Wang Qishan (center), a member of the Standing Committee of the Political Bureau of the Communist Party of China (CPC) Central Committee and secretary of the CPC Central Commission for Discipline Inspection, addresses a conference on the work of central-level Party inspection in Beijing, China, Feb 11, 2015. [Xinhua] |
China's powerful Central Commission for Discipline Inspection pledged on Wednesday to direct the country's anti-graft campaign toward China's large State-owned enterprises.
The first round of the effort will cover 26 large SOEs, including some of the nation's largest and most high-profile energy corporations, said Wang Qishan, chief of the CCDI.
They include China National Petroleum Corp, China National Offshore Oil Corp, China Huaneng Group, State Grid Corp of China, China Power Investment Corp and China Mobile Communications Corp, Wang said.
Teams of disciplinary inspectors will be dispatched to those companies after the Chinese New Year holiday on Feb 24, according to CCDI.

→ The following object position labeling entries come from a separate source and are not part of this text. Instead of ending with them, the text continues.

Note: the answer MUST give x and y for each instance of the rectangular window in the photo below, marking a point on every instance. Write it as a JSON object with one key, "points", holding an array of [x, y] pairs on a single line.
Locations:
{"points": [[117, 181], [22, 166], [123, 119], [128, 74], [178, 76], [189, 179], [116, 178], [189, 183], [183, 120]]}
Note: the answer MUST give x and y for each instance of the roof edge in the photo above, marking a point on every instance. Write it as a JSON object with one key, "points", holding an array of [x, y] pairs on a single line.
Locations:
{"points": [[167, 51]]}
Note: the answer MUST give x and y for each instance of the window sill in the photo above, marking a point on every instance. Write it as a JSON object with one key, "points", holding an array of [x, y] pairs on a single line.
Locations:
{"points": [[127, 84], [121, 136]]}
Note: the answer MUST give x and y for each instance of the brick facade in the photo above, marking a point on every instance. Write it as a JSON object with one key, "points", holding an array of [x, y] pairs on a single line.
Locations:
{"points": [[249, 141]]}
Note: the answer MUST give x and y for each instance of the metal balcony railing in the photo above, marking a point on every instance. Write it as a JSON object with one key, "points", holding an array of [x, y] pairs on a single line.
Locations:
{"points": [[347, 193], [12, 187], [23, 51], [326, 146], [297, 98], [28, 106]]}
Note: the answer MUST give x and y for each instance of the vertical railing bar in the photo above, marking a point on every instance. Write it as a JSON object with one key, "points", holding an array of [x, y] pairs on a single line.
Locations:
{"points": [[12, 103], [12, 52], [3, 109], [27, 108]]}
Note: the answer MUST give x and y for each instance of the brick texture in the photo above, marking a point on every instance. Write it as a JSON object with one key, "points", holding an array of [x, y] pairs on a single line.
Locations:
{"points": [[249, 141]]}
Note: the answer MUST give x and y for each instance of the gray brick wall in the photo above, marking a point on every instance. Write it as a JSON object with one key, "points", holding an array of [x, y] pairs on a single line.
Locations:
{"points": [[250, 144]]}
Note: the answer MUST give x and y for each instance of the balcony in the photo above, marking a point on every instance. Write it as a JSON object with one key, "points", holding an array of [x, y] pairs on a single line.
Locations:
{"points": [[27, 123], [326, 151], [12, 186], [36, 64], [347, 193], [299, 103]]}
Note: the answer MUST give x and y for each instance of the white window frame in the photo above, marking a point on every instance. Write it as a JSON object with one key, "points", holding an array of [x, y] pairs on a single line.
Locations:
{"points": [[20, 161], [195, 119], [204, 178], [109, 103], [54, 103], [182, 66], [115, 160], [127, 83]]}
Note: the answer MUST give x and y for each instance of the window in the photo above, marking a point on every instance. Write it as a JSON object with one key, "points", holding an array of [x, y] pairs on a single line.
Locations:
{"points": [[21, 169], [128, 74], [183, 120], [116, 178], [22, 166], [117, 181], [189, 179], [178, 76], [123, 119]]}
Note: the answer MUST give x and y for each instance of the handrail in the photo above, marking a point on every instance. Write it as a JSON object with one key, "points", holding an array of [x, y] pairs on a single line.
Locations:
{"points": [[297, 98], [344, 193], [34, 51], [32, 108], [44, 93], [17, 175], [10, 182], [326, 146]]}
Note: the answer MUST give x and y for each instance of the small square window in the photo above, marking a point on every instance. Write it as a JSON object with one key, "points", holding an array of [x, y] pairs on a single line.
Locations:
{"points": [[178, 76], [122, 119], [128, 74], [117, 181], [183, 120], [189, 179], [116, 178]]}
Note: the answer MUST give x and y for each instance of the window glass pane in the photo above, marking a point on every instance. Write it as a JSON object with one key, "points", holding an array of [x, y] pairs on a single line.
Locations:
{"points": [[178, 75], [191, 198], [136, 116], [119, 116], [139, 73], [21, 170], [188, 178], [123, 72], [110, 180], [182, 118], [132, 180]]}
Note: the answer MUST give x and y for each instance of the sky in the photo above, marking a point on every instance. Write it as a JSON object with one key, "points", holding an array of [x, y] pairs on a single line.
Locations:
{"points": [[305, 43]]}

In a conference on Wednesday, Wang also said that judging from clues from the CCDI's previous investigations, SOEs suffer from common problems in their corruption control system, including buying and selling positions, embezzlement from dealing in materials and resources, rule bending in project bidding and factionalism and nepotism.
Worse still, Wang said, some SOE executives ignored the central government and failed to mend their ways in the anti-graft campaign for the last two years.